日本消化器内視鏡学会甲信越支部

3.内視鏡的に切除し得たBrunner腺癌の一例

長野市民病院 消化器内科
面高 俊和、長屋 匡信、原 悦雄、神保 陽子、多田井敏治、関 亜矢子、須澤 兼一、越知 泰英、長谷部 修、
長野市民病院 病理診断科
大月 総明、保坂 典子

【症例】80歳代、男性。平成23年2月に下血があり、近医を受診した。上部消化管内視鏡検査を施行したところ、十二指腸に粘膜下腫瘍様の隆起性病変を認めた。生検にて高分化型腺癌と診断され、精査加療目的に当院紹介となった。当院での上部消化管内視鏡検査では、十二指腸下行部後壁側のVater乳頭よりやや口側に、10mm程度の、頂部に陥凹を伴う粘膜下腫瘤様隆起性病変を認めた。陥凹部には微細顆粒状変化を認め、十二指腸原発癌としては奇異な形態を示していた。超音波内視鏡検査では、病変は比較的均一な低エコーから等エコーを示しており、内部には一部無エコー域を認めた。第2層から第3層を主座としており、明らかな第3層の断裂は認めなかった。

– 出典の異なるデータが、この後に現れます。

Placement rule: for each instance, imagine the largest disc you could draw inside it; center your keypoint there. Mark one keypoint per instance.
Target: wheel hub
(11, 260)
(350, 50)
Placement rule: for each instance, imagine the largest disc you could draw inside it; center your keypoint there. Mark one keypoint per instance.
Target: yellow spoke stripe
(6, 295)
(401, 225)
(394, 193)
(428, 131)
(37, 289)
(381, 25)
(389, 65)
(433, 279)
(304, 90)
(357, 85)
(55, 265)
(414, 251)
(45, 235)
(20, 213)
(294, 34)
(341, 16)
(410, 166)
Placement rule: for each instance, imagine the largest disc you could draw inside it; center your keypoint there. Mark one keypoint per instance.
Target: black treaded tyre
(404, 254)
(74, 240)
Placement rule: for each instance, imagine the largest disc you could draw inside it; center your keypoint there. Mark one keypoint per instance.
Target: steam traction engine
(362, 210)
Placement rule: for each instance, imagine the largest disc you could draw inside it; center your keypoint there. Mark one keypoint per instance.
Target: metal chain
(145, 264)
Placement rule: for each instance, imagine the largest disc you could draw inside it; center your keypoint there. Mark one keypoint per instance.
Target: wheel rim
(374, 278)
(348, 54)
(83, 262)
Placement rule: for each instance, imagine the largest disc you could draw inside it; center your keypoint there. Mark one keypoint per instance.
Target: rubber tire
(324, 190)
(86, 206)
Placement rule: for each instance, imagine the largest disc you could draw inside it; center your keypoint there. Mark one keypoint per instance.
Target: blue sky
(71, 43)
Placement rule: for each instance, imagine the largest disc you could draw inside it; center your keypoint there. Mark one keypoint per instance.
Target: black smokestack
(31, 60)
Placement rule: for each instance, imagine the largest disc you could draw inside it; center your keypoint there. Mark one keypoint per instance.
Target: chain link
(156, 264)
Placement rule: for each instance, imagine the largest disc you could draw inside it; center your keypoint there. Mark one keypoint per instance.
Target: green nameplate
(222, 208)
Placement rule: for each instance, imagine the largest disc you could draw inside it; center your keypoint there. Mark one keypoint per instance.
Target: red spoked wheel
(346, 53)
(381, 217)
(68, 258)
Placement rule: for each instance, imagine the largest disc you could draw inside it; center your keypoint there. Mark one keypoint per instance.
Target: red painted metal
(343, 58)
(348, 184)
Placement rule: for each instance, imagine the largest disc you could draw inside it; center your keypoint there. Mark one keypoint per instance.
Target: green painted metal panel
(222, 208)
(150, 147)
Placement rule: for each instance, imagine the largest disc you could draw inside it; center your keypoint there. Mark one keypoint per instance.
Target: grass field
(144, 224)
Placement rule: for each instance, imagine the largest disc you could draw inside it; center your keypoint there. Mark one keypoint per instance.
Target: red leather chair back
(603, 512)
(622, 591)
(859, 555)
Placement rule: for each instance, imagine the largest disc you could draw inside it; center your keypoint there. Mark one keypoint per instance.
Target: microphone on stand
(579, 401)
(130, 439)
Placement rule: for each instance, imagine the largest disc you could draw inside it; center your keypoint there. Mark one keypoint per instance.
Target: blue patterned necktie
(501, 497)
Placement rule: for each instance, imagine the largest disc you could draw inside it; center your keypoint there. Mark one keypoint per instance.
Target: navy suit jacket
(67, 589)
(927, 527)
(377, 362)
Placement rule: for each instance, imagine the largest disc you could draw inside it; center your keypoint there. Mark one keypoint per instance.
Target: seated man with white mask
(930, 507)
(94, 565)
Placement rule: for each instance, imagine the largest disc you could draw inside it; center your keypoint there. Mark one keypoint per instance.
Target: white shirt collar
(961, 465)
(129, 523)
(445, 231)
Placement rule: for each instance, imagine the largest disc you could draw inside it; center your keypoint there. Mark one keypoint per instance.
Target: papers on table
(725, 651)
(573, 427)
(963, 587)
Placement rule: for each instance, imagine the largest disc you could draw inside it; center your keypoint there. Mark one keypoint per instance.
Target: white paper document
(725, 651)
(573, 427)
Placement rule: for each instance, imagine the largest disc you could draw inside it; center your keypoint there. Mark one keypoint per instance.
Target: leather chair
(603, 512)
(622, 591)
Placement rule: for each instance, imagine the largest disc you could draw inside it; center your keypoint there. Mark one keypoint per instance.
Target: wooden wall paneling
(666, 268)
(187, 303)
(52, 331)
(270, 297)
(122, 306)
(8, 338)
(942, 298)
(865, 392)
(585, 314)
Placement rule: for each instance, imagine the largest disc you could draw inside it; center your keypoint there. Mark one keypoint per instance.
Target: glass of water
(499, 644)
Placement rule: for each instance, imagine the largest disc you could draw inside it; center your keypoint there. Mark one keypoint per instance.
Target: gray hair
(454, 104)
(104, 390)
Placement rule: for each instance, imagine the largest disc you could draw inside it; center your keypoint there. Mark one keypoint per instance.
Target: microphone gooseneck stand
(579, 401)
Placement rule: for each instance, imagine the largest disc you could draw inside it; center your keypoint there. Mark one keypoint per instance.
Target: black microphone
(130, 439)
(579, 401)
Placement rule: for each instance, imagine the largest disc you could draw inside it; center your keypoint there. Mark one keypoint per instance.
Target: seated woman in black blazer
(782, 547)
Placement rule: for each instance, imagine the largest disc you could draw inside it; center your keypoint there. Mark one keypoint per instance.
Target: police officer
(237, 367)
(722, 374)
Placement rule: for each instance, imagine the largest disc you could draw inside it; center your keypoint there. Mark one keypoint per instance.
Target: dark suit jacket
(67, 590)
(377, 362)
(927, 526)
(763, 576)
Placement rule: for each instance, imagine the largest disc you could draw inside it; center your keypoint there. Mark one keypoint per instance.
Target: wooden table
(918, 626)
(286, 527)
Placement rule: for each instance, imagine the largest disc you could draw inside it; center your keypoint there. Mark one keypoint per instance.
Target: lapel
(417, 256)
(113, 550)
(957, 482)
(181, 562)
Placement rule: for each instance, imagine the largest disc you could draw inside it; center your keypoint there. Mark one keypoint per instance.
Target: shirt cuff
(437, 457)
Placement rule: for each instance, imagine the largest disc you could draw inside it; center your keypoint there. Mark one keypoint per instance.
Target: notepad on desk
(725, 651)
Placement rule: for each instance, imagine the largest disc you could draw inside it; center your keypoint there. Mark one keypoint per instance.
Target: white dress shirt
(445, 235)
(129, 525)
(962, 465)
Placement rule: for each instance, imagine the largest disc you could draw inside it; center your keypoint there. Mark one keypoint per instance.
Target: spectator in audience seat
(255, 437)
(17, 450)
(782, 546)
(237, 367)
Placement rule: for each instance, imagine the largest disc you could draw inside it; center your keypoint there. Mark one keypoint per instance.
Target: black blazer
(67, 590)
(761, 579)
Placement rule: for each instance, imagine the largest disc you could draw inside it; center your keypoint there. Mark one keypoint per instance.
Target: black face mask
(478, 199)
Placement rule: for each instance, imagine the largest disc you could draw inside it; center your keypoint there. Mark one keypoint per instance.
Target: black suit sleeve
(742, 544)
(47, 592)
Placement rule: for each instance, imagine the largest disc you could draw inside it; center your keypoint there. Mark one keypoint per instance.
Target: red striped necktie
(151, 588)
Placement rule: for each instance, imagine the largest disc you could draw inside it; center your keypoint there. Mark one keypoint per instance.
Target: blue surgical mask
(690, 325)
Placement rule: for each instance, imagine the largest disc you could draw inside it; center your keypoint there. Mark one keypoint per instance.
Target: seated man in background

以上より、Brunner腺由来の早期十二指腸癌と判断した。手術も検討したが、高齢であり、基礎疾患があることから、十分なインフォームドコンセントの上、内視鏡的粘膜切除術(EMR)を施行した。グリセオールを局注後、スネアーを用いて一括切除した。切除病理所見では、Brunner腺領域に、Brunner腺過形成/腺腫/高分化型腺癌が併存している像を認めた。免疫染色では、MUC5AC(+)、MUC6(+)、MUC2(-)、CD10(-)であり、Brunner腺由来の癌に矛盾しない所見であった。Ki-67は異型の強い部分で陽性を示していた。切除断端に一部正常のBrunner腺の露出を認めたものの、腫瘍と思われる部分は完全に切除されていると判断した。2ヶ月の経過観察目的の上部消化管内視鏡検査でも、遺残病変を認めなかった。現在も当院外来通院中である。【考按】本症例は、Brunner腺由来の癌に特徴的と思われる肉眼所見を呈していた。病理所見ではBrunner腺より連続した多段階発育を認めており、免疫染色でMUC5AC(+)、MUC6(+)、MUC2(-)、CD10(-)であり、Brunner腺由来の高分化型腺癌と診断した。本邦におけるBrunner腺由来の癌の報告は少なく、貴重な症例と考えられ、文献的考察を加えて報告する。